We’re lonely, and it’s killing us. According to the Centers for Disease Control and Prevention, “Social isolation significantly increased a person’s risk of premature death from all causes.”
And all of that is going to get worse, because our loneliness epidemic is going to get worse. We are treating the problem with more of the problem: More of us work remote than ever before, and we lock ourselves in home offices and rarely venture out.
I see the Greenway as a cure.
Now more than ever, we need what experts call “third places.” First places are our homes, second places are work, and third places are public facilities where we gather—coffee shops, malls, parks, and yes, Greenways.
The Greenway was designed as if it knew this loneliness epidemic was coming. Great Rivers Greenway began in 2000 when voters in St. Charles County, St. Louis County and St. Louis City approved a sales tax to pay for the series of trails. Early projects included the Missouri Greenway, the Mississippi Greenway and River Des Peres Greenway.
The GRG has grown steadily ever since, and now includes 135 miles across 30 Greenways, including eight that opened in 2023. The long-term plan calls for the network to eventually feature 45 Greenways covering 600 miles.

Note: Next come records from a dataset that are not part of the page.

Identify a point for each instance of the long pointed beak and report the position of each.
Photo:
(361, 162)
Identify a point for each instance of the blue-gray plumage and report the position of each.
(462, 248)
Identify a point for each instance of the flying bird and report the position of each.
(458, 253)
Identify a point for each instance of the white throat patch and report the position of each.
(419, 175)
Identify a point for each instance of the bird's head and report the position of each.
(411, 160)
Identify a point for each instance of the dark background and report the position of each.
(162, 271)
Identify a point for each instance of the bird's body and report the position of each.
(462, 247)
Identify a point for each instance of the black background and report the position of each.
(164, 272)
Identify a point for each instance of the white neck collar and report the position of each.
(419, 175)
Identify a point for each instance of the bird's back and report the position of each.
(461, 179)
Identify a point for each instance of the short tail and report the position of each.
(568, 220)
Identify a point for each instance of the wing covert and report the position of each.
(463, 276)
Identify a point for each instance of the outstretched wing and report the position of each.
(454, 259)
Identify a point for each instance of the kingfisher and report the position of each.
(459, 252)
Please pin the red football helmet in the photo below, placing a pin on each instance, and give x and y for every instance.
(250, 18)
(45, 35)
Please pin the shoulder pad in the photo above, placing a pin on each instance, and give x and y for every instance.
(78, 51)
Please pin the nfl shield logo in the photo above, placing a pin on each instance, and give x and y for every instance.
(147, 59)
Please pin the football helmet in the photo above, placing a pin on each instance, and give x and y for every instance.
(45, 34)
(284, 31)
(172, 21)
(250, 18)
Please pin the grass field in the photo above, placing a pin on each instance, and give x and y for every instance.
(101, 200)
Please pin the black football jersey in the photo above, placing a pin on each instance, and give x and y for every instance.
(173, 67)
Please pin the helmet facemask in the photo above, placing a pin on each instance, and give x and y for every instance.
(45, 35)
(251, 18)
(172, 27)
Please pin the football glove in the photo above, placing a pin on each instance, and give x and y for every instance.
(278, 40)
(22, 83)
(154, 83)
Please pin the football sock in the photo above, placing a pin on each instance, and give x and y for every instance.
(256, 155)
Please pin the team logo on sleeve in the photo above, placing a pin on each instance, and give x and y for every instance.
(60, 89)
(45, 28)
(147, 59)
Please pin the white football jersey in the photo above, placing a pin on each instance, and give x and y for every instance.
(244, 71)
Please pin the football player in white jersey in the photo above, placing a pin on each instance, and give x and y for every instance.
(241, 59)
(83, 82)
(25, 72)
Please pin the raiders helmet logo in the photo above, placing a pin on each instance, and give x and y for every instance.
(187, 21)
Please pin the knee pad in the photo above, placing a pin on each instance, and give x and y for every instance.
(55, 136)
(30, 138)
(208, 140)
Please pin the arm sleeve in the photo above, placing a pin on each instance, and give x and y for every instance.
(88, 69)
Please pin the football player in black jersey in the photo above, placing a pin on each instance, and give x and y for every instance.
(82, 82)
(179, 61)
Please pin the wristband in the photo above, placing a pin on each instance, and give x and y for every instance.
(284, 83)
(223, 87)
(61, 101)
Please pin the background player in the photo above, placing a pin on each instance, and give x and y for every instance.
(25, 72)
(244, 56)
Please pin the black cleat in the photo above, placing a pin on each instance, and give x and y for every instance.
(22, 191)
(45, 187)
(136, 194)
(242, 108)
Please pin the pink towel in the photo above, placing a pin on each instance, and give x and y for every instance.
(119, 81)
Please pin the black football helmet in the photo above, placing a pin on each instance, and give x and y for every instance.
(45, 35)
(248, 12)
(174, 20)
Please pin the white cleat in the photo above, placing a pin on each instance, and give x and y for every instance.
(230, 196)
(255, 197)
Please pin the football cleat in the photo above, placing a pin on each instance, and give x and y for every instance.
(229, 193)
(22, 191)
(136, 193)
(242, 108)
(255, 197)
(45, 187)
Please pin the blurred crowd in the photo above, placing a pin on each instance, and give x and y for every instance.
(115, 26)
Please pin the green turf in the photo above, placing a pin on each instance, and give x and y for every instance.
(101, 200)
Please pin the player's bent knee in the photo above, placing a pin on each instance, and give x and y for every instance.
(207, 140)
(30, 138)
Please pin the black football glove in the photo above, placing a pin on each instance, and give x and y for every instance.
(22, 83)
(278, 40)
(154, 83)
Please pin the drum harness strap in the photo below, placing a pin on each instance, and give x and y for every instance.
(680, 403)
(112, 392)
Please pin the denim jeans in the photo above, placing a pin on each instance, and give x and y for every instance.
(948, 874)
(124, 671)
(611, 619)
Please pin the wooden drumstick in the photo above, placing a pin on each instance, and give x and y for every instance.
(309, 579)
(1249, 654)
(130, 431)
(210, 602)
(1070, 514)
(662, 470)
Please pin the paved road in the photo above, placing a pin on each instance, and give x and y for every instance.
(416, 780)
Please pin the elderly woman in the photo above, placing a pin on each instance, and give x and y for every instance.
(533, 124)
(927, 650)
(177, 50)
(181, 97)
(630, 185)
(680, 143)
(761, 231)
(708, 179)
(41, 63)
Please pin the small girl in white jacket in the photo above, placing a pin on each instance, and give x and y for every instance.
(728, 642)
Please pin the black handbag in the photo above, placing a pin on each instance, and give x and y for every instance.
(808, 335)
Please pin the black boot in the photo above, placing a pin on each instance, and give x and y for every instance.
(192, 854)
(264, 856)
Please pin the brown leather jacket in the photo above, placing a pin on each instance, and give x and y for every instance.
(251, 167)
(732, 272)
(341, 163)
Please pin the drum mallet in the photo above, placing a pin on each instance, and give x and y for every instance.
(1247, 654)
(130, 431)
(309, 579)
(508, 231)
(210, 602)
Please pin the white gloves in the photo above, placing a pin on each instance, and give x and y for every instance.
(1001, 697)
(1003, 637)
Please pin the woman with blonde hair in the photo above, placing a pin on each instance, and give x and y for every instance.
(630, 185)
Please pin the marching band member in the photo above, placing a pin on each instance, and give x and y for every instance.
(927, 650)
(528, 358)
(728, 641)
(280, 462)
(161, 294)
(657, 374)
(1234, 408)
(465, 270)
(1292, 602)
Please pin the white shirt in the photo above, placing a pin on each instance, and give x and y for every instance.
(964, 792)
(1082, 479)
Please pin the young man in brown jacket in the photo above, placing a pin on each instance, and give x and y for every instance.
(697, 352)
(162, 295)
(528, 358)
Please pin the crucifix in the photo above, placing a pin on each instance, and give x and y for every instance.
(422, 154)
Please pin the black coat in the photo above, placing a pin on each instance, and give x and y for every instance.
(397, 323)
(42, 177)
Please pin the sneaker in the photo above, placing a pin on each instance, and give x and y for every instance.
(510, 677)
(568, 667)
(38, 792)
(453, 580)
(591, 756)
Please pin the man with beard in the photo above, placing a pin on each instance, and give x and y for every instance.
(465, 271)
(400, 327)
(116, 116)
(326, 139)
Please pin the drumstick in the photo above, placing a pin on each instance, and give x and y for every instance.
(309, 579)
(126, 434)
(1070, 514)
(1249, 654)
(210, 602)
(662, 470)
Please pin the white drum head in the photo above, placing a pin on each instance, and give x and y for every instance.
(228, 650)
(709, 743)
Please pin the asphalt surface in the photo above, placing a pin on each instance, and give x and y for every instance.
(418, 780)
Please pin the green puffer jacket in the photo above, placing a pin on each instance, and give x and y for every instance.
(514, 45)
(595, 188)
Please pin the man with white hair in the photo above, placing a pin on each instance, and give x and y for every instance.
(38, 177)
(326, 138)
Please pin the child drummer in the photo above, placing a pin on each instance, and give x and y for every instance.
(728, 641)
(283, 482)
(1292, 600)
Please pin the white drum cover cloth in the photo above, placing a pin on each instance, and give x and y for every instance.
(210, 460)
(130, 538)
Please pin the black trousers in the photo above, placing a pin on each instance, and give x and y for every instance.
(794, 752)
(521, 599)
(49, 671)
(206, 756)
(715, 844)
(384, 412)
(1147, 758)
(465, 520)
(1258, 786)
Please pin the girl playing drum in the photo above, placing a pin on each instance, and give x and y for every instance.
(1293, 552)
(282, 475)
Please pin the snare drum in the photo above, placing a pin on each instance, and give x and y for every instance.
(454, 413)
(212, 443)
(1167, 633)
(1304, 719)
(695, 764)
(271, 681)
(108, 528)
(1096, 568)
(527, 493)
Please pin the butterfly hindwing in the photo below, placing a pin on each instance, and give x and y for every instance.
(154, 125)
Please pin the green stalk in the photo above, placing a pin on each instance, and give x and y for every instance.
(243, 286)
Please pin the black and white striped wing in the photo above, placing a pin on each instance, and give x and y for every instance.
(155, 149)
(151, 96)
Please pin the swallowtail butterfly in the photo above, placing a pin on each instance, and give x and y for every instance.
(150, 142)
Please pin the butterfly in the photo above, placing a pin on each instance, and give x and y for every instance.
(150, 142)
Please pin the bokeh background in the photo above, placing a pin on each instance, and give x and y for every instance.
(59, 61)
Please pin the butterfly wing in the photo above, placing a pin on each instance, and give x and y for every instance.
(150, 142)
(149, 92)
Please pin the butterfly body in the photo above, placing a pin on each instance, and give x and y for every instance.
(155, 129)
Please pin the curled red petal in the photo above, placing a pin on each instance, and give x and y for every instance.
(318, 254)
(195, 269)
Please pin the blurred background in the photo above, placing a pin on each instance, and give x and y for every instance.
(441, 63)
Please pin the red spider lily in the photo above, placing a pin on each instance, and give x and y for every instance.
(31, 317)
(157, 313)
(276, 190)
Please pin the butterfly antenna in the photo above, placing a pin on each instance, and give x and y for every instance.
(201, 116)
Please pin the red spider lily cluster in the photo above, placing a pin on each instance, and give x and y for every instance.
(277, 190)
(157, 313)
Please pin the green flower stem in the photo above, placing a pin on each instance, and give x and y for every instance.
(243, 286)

By my calculations, counting organized events such as 5Ks and adventure races, I have hit the Greenway with more than 1,000 people. I use it a couple times a week to get to outdoor workouts with the friends I love most in the world. The Greenway has played a crucial role in helping me form the most important friendships of my adult life.
I called Emma Klues, vice president of communications and outreach of the Great Rivers Greenway (the entity that oversees the trail), and I was almost embarrassed to tell her all of this. It seemed heavy, deep, profound, maybe too much so for what is essentially a strip of asphalt.
But she loved to hear it. When I told Klues I sum up my Greenway love with one word— connect—it was as if I called a slipper company to report their product keeps my feet warm.
“I knew you were going to say that word because that’s our word,” she said. “Connecting people to each other, connecting people to nature, connecting communities together, connecting you to wherever you’re trying to go—work or school or running an errand. You’re connecting to the place, connecting to the land. Some people say connecting to themselves, connecting to their mental, physical, emotional, spiritual health, you name it. There is no shortage of ways to use that word.”
No shortage of ways—I’m glad she put it that way, because the most powerful connections I’ve made using the Greenway is at that self-made popup restaurant.
If riding my bike on the Greenway planted the seeds of love with it, eating breakfast on it watered it and made it grow.
Every Friday at 6:30 a.m., two friends and I arrive at Legacy Park, a trailhead of my beloved Dardenne Creek Greenway. Rob, Joel and I hug, warm up, and then do a 45-minute “park bench” workout — we run along the Greenway and stop at each bench for exercises.
A man we see weekly dubbed us The Park Bench Boys.
But we prefer the CBH Boys.
After our workout, I plug in my griddle and make fried eggs and corned beef hash—or CBH, as we call it. Rob’s job is to make coffee. Joel’s job is to make us laugh.
Something amazing happens when we cook breakfast outside together, a bonding that is both ineffable and obvious. It’s as simple as the fellowship that arises as food cooks, as profound as scooping a man’s breakfast onto his plate for him, and as fulfilling as watching men devour the meal you made for them.
As sweat drips off our bodies, we wrestle with life’s problems, which are abundant, as between us we have seven teen-agers. We discuss careers and kids, tragedies and triumphs, dreams hoped for, deferred and dashed.
We feast, we talk, we laugh, we grow.
And, of course, we connect.
"Companionship."
"Com" = With
"Pan" = bread
So "companionship" is "breaking bread with"!
No greater love than a brother breaking out his griddle at dawn!
Goat
I love it. Wish I was there for CBH, coffee, and fellowship.